Today, Peter is announcing he is stepping down as Education Post’s leader, and I am humbled and thrilled to be chosen as the organization’s new CEO. This happens at a moment when Peter’s vision of a “better conversation” about public education couldn’t be more necessary. Rife with tribalism and facing pushback on policies, the movement for better schools is unraveling, and as a result, losing ground.
Two years ago I left Education Post to build a community foundation that provides grants and technical assistance to women who want to challenge the systems that serve their families. The Wayfinder Foundation launched in 2017 and it has been my dream to watch it put resources into grassroots activism in marginalized communities. But, honestly, I have been uneasy doing that work while watching from the sidelines as opponents of education reform scored one too many wins.
I’ve watched with deep disappointment as the center of gravity shifted for a movement that was once resolute in its focus on accountability, choice and student achievement. Now we’ve lost our way and drifted afield with too many people talking at cross purposes, splitting hairs on trivial matters and failing to see how we are being cornered by our opposition.

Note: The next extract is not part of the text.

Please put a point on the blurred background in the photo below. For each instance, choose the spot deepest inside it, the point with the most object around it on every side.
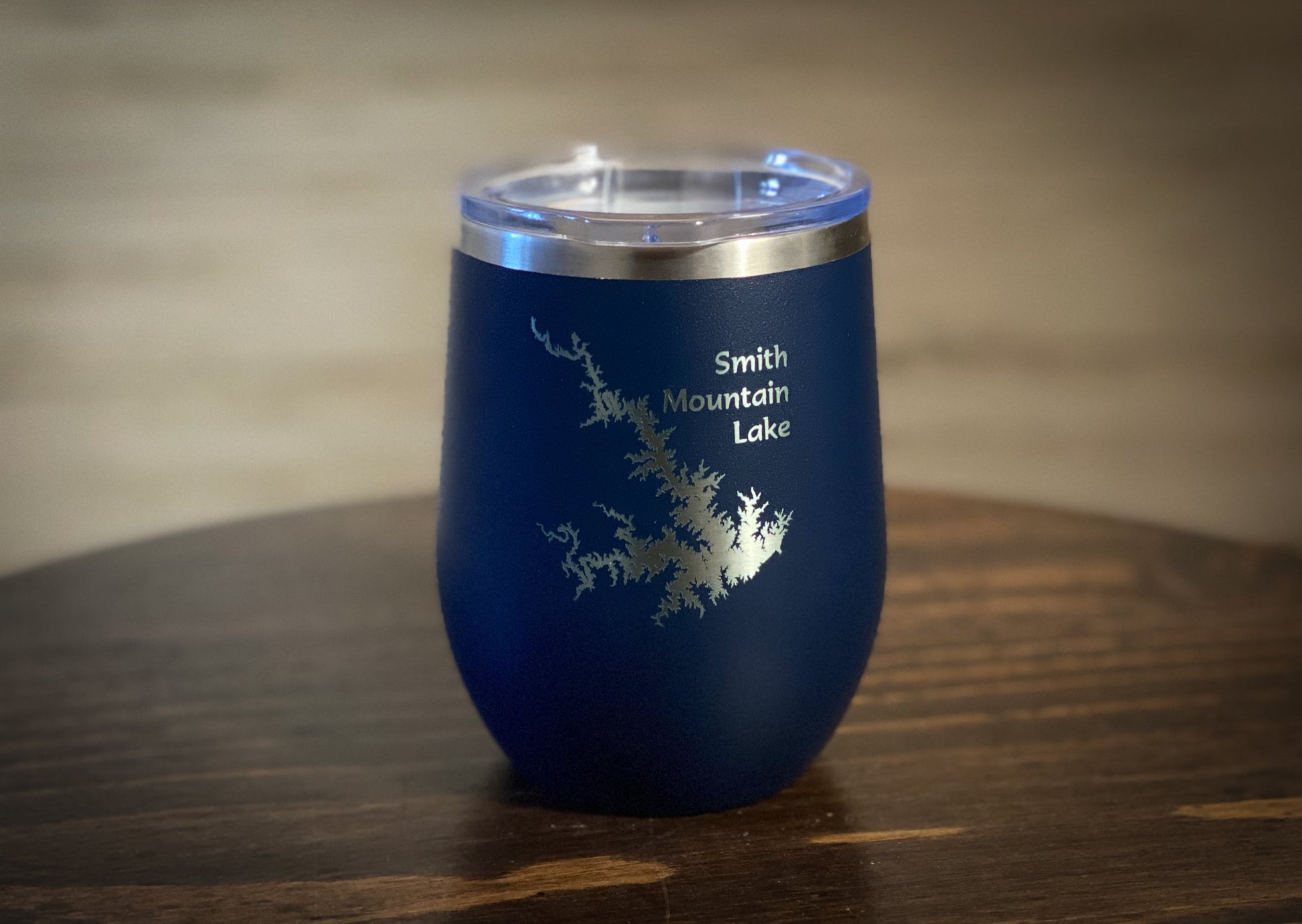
(224, 234)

While we are busy impressing ourselves with intramural infighting, the old education establishment is mobilizing infrastructure and strategies to lower public esteem for our cause. We are on our heels, and not in a fighting stance.
Once seen as the fight to create new opportunities for millions of families desperate for alternatives to subpar local schools, reform is increasingly seen by many in the public as a threat to the educators and schools deeply rooted in their communities.
That’s a problem.
The original drivers of school reform haven’t changed. Too many American children are not in schools that lift them to their highest potential. Too many sit on waiting lists or in lotteries hoping to “win” a seat in schools that work. Too few students graduate high school capable of earning a spot in the American economic mainstream. Two-thirds of schoolchildren aren’t reading proficiently, and not because they’re incapable but because the practice of reading instruction hasn’t caught up with the research of reading instruction. In most American states there are double-digit gaps between the shares of Black and White students earning bachelor’s degrees.

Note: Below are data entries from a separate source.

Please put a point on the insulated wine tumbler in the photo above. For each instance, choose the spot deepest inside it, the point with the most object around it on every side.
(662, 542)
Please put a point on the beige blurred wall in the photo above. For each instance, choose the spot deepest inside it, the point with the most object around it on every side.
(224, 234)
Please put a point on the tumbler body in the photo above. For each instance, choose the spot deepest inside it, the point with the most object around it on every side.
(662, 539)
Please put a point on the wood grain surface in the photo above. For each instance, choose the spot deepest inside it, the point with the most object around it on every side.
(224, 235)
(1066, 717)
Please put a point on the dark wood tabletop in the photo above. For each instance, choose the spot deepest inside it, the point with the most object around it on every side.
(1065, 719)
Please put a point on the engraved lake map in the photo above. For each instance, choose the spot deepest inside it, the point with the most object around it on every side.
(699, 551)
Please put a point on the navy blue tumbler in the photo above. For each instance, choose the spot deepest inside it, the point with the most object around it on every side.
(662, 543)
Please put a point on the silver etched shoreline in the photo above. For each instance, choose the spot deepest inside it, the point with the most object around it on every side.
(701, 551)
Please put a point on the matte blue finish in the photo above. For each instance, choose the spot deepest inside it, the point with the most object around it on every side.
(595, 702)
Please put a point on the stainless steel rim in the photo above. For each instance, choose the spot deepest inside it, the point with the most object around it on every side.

The system is rigged and we know it. God help us if we can’t straighten our backs, clear our heads and focus on the signal—student achievement—through the noise of the intentionally divisive and overheated rhetoric that has become the norm.
Although we’ve faced significant challenges, we can count more victories than defeat. Over the past 25 years, education reform has produced new schools, better tools for understanding how students are doing and new ways of preparing talented teachers. More than anything, this movement has brought attention to the unequal results for children living at the margins of society. Let’s not forget our progress. Let’s fight for more of it.
This isn’t a moment to give up, to cut and run, or wade in a sea of self-doubt. As some of our people retreat or surrender, I see the need for others to charge the hill, plant the flag and stand up for children as only moral people can do.
I want to bring to Education Post a results-focused plan to build a truly nonpartisan and ideologically diverse forum where parents, teachers and activists—across lines of class, race and geography—feel heard and valued, and can collectively demand the best possible educational options appropriate for their families. I firmly believe the only way to win the battle for hearts and minds is to respect the differing needs of parents and allies who may disagree with some of our politics, but agree every child deserves the opportunity to learn and achieve.
Together we can—and must—recharge our troops, change the public mind, and grow support for commonsense policies that produce safe, orderly and rigorous learning opportunities for every child in our country.